K. Eren Akalın
28 Mart 2009
Urfa’da bizler için hayat, Kazım Koyuncu’nun son çığlığı gibiydi Çağla, tıpkı duyamadığımız senin çığlığın gibi;
İşte gidiyorum bir şey demeden,
Arkamı dönmeden,
Şikayet etmeden.
Hiçbir şey almadan,
Bir şey vermeden,
Yol ayrılmış, görmeden gidiyorum….
Biz zaten kana çok aşinaydık bu coğrafyada, hele kadınların öldürülmesine, tek tek alıştırılmıştık daha çocuk yaşımızda. Bizler için şerefti katil olmak; katil olurduk ‘namus’ için, verirdik namlunun ağzına insanlığımızı, basardık tetiğe. şeref olurdu, şan olurdu bize. ınsanlığımızı tüketmişiz kimin umurunda!
Fakat hiçte öyle olmadı Çağla. Gel gör ki biz alışkın değildik bir kızın sevildiği için öldürülmesine. Yılmaz Odabaşı gibi, ezberimiz bozulmuştu, afallamıştık, ne hissedeceğimizi bile bilemedik ilk anda. Hayatlarımıza açılan koca oyuklardan su aldı yaşamlarımız., denizin dibini boyladık birer birer.
Sana isabet eden her bıçak darbesi, bu kentinde böğrüne saplandı seninle. Seninle birlikte öldüğümüzü bile fark edemedik uzunca bir süre Sen bunu hiç bilmeyeceksin ama, ardında kalan yaşamlara, ıstırap ekildi sen ölünce.

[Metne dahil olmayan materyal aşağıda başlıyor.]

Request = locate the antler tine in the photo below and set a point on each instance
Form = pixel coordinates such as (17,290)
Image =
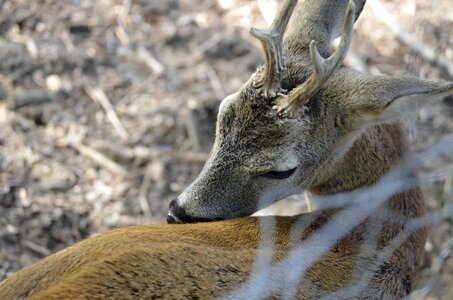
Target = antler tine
(272,41)
(292,105)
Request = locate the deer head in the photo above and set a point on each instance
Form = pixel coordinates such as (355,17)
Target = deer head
(292,124)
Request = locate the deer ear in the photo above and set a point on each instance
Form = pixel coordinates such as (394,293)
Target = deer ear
(393,98)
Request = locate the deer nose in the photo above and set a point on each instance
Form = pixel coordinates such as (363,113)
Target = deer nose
(177,215)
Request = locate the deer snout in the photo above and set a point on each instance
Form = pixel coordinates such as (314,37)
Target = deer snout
(177,215)
(173,211)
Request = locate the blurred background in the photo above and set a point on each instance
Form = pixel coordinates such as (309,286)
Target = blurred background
(107,108)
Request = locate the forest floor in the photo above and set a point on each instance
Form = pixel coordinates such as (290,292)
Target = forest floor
(107,108)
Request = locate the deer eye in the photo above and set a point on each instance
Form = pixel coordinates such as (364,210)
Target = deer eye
(279,174)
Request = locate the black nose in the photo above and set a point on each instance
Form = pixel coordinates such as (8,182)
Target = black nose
(171,215)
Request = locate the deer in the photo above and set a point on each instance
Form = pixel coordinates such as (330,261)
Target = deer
(302,121)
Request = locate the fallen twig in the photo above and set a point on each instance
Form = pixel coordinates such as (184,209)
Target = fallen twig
(101,159)
(150,60)
(143,194)
(424,51)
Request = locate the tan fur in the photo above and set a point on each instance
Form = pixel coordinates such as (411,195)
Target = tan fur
(348,139)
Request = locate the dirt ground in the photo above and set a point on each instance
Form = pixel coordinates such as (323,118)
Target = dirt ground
(107,108)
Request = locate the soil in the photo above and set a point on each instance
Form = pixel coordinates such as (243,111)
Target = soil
(107,108)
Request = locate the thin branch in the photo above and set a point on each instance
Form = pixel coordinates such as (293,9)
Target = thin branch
(101,160)
(423,50)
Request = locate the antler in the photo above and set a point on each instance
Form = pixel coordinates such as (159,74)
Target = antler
(293,104)
(272,41)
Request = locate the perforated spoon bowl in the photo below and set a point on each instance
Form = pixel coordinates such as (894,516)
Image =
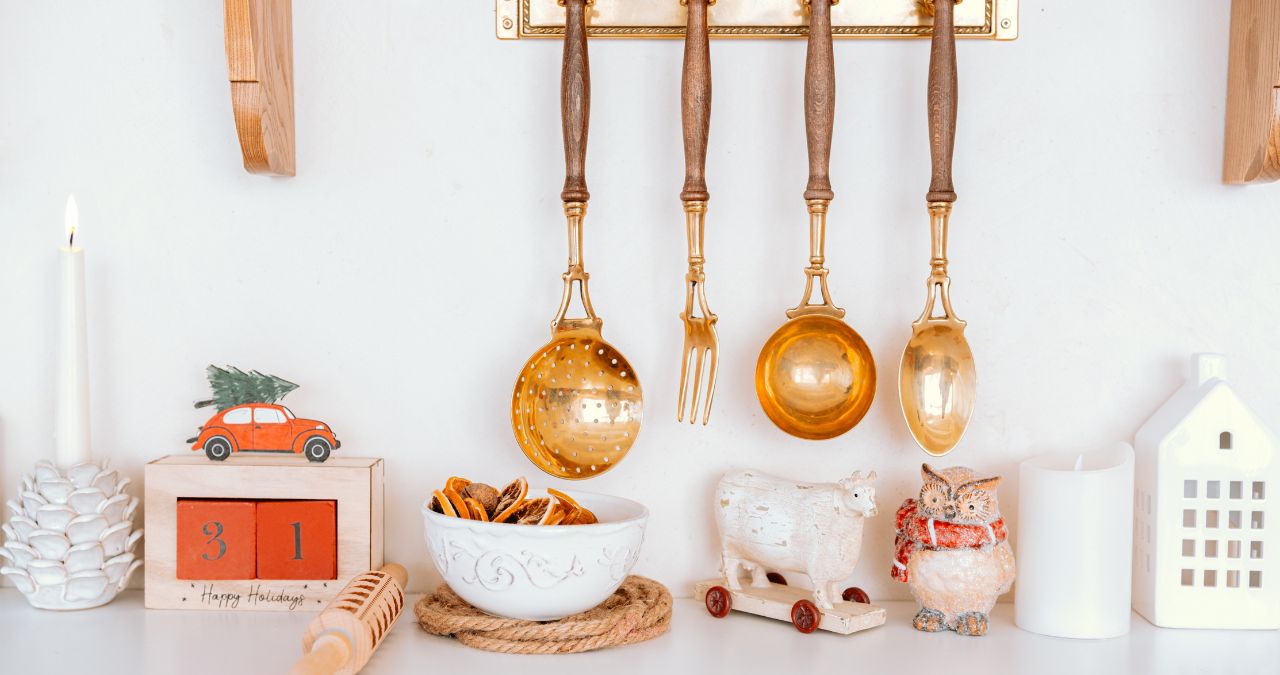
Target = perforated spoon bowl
(577,404)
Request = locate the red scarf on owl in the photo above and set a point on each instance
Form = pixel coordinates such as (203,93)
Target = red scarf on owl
(917,533)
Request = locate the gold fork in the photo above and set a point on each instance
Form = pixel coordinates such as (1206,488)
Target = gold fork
(695,106)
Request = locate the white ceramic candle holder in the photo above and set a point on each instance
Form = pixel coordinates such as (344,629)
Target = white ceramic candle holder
(69,537)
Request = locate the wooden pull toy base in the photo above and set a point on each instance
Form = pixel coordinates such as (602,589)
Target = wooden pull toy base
(777,602)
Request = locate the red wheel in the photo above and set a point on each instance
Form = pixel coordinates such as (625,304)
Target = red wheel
(718,601)
(855,594)
(805,616)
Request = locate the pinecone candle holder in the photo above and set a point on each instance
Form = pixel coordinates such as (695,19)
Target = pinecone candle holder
(69,542)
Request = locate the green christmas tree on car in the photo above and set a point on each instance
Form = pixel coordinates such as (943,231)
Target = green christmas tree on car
(251,419)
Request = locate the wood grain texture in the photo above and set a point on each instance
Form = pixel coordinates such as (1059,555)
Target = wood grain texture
(355,483)
(695,103)
(1252,141)
(575,101)
(819,100)
(260,67)
(942,100)
(344,635)
(775,601)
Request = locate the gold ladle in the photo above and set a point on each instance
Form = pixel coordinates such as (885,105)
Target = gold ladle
(937,379)
(816,377)
(577,405)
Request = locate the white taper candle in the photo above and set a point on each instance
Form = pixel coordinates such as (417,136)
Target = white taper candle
(71,434)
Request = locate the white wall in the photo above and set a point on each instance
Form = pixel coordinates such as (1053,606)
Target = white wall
(414,263)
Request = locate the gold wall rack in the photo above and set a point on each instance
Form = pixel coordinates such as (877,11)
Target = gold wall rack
(990,19)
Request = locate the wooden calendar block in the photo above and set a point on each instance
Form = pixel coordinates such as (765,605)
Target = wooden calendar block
(216,539)
(353,484)
(297,539)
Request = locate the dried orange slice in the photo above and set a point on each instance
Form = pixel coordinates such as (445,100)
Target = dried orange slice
(576,512)
(442,505)
(530,511)
(460,505)
(554,515)
(476,509)
(565,498)
(584,518)
(483,493)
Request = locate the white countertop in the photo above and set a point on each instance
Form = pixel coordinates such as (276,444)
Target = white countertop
(123,638)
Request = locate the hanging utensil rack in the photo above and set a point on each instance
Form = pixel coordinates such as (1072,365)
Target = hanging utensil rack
(990,19)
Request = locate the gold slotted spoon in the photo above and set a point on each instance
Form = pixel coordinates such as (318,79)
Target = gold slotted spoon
(577,405)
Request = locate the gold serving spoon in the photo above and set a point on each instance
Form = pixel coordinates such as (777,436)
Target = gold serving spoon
(577,405)
(937,379)
(816,377)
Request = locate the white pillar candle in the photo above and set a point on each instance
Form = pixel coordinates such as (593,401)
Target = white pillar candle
(1075,543)
(71,434)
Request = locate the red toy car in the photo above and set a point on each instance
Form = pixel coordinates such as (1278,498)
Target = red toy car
(264,427)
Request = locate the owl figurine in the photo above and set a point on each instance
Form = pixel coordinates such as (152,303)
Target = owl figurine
(951,551)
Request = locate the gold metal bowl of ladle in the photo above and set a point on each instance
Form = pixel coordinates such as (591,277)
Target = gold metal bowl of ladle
(816,377)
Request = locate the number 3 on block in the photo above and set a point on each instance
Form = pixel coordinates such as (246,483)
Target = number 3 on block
(216,539)
(297,539)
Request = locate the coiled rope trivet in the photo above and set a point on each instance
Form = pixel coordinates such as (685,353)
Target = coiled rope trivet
(639,610)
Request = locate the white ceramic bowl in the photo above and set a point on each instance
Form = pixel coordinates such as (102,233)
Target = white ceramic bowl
(538,573)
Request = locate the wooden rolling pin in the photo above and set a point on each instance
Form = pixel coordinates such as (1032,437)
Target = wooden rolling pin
(344,635)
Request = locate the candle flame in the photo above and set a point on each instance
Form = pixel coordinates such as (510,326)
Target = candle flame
(72,219)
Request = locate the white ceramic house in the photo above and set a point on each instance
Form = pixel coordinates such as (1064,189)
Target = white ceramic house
(1206,518)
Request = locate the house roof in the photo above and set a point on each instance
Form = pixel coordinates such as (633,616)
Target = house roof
(1187,404)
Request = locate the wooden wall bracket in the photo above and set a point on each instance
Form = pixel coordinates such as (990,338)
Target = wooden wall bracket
(1252,153)
(260,68)
(991,19)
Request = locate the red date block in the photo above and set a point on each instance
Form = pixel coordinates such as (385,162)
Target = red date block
(297,539)
(216,539)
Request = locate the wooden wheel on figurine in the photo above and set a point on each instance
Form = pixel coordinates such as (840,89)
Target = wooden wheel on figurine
(855,594)
(718,601)
(805,616)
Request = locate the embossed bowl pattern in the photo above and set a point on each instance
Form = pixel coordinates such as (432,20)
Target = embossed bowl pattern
(533,571)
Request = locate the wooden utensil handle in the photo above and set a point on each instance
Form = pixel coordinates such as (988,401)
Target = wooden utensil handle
(575,101)
(329,655)
(942,100)
(695,101)
(819,100)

Tahmin etmek güç değil Çağla, beyaz önlüğünle beklerken seni ailen, sen beyaz kefenle ayrılıyorsun bu şehirden.. Beceremedik, olmadı, yaşatamadık seni. Biz kendimizi misafirperver bilirdik, koruyup kollayamadık seni.
Hepimizde senden bir parça var artık Çağla , hepimiz biraz seniz , aslında hepimiz artık sensiziz. Yatağın cennet olsun.